Black garlic is a whole garlic bulb that's been fermented over a period of a month. I've been playing around with it recently and really love the tangy flavour it brings to a dish. The downside is that the colour transfer can be less than ideal. So, this recipe doesn't make a bright orange soup - it's more the colour of pumpkin pie filling and benefits from a pretty garnish.
Halfway through this dish I was really disappointed in how it was coming together - the ginger was too hot and the black garlic gave off a funny aftertaste. But in trying to rescue it, the final touches of apple juice, cream and a bit of lemon suddenly transformed into an amazing soup!
I...er...had to stop myself from eating the whole batch for lunch. —Reiney
Grapeseed or vegetable oil
Ginger, peeled and chopped (40g)
Black garlic, whole
Carrots, peeled and chopped (about 5 medium)

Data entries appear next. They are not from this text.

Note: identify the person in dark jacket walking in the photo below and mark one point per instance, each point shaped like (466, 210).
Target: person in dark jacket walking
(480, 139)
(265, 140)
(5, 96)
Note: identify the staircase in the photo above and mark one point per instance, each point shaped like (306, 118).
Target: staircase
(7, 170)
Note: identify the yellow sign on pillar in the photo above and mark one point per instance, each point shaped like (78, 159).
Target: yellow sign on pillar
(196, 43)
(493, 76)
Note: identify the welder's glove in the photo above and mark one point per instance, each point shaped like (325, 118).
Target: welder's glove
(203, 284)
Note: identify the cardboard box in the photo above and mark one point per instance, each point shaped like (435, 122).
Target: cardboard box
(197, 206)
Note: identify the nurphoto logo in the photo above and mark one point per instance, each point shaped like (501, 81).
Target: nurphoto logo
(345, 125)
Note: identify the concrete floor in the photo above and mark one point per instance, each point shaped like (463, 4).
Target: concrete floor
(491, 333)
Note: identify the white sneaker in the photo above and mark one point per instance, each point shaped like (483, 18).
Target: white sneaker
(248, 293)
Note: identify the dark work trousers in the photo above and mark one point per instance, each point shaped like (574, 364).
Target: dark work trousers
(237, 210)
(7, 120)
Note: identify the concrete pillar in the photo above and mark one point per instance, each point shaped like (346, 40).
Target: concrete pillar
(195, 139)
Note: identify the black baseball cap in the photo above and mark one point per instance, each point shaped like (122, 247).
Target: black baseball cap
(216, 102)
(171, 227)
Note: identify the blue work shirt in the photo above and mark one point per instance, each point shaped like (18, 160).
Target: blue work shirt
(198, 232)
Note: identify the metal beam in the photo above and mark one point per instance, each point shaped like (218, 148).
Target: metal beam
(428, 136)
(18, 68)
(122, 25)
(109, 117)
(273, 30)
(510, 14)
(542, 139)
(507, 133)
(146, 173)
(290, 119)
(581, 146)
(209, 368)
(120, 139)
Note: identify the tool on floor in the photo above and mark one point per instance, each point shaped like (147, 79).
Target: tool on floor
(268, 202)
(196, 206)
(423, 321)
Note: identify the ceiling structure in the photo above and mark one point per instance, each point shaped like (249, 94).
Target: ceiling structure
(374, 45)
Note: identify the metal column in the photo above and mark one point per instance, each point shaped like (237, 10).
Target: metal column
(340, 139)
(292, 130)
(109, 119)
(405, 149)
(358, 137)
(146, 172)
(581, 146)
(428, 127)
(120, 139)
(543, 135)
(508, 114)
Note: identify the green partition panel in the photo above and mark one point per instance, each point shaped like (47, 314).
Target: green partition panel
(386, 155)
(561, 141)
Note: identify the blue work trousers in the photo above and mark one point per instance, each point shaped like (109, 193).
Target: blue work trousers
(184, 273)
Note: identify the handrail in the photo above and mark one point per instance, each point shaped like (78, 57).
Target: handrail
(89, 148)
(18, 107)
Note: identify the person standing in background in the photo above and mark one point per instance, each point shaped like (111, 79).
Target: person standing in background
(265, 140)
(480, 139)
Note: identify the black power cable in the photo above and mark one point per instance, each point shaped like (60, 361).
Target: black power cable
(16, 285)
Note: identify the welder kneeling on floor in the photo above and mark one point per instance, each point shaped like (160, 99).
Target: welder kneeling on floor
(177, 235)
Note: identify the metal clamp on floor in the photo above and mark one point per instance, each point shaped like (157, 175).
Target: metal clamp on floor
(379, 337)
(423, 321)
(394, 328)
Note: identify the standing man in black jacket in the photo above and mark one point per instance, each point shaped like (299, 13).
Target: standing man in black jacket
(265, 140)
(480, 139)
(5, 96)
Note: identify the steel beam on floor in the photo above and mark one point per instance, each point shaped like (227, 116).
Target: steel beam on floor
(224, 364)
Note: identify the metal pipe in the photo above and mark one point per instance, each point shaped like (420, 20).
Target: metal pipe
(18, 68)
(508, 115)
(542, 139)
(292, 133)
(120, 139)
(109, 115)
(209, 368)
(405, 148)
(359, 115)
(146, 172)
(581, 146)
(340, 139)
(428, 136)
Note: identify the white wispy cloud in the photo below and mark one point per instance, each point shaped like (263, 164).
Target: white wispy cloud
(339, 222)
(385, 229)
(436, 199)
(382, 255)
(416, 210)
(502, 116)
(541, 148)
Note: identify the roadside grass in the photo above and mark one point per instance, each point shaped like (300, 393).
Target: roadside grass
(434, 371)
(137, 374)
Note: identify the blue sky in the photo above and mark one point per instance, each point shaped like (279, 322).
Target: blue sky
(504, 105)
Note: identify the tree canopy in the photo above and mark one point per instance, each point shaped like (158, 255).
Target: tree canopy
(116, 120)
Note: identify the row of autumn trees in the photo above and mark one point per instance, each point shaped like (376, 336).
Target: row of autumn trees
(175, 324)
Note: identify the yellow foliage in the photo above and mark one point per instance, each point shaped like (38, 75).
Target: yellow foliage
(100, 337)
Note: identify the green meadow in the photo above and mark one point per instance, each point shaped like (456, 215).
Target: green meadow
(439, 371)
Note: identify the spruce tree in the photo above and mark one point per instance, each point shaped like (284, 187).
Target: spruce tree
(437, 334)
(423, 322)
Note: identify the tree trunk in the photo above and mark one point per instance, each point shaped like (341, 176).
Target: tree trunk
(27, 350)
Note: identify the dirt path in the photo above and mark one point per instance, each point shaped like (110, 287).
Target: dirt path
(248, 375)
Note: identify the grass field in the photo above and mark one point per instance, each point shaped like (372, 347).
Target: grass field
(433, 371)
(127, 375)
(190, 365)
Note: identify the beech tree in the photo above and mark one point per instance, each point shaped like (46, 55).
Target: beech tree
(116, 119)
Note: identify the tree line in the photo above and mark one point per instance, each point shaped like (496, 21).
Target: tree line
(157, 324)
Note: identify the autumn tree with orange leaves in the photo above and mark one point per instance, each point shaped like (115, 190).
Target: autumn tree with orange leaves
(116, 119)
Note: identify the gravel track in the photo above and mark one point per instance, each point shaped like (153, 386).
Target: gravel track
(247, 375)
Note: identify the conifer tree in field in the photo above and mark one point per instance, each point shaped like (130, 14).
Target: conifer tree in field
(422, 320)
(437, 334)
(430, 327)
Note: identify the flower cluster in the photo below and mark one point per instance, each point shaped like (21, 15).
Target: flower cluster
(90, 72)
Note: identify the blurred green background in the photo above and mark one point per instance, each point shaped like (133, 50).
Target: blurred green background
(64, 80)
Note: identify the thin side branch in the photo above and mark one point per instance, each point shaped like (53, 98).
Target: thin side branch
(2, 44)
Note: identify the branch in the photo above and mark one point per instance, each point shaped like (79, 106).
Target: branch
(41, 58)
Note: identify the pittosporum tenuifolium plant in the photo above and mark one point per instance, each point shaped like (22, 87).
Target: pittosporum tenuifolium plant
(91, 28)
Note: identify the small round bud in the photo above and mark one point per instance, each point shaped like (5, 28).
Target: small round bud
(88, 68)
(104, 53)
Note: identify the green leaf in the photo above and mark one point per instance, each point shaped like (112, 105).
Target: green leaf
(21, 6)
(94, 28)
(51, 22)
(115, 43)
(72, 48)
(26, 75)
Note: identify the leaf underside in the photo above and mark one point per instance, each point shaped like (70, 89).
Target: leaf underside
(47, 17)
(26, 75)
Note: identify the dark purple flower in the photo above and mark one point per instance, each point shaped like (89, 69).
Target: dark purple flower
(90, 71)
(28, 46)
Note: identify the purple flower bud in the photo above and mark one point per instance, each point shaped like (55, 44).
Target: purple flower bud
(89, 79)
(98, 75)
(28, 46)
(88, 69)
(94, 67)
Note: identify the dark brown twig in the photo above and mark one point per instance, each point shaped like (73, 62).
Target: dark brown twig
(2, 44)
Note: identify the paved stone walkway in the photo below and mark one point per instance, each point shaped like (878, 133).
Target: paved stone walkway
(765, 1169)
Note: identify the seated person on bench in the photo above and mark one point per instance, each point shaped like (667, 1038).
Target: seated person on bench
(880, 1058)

Flour (omit for gluten-free)
Lemon, to taste
Salt, to taste
In This Recipe
Melt butter with oil in a saucepan over medium heat. Add onion and sweat with a pinch of salt until soft and golden (but not browned), about 5 minutes.
Add ginger and continue to sweat for 3-5 minutes before adding both garlics. Cook garlic for a minute, taking care not to burn the white garlic.
Toss in the carrots and another pinch of salt. Stir over heat to soften briefly, about 3-5 minutes.
Next add the flour and stir it around to toast briefly as it combines with the fat. Then add the vegetable stock and bring to a simmer. Cook until the carrots are very soft, about 15-20 minutes (the gentler the better).
Puree the soup in a blender for at least 2 minutes, until very smooth. Ideally at this point you'll strain the soup through a fine-mesh strainer back into a clean pot, pushing on the fibers to have a perfectly smooth soup. But, hey, it's still going to taste good if you ignore this bit.
Reheat the soup and thin with the apple juice - at this point use your judgment for both taste and texture. If you want a thinner soup you may use even more apple juice (or a bit more veg stock). A good rule of thumb is to thin just until the soup completely disappears when drizzled into itself.
Season to taste with salt - I needed about 2 "three-finger" pinches. At this point the soup can be cooled and set in the fridge if making ahead, and then reheated to continue.
Just before serving, temper the cream into the hot soup.
To do this: remove the pan from the heat, pour the cream into a ladle and then swirl the bottom of the ladle in the hot soup, gradually mixing the two together. This gently heats the cream and prevents it from curdling.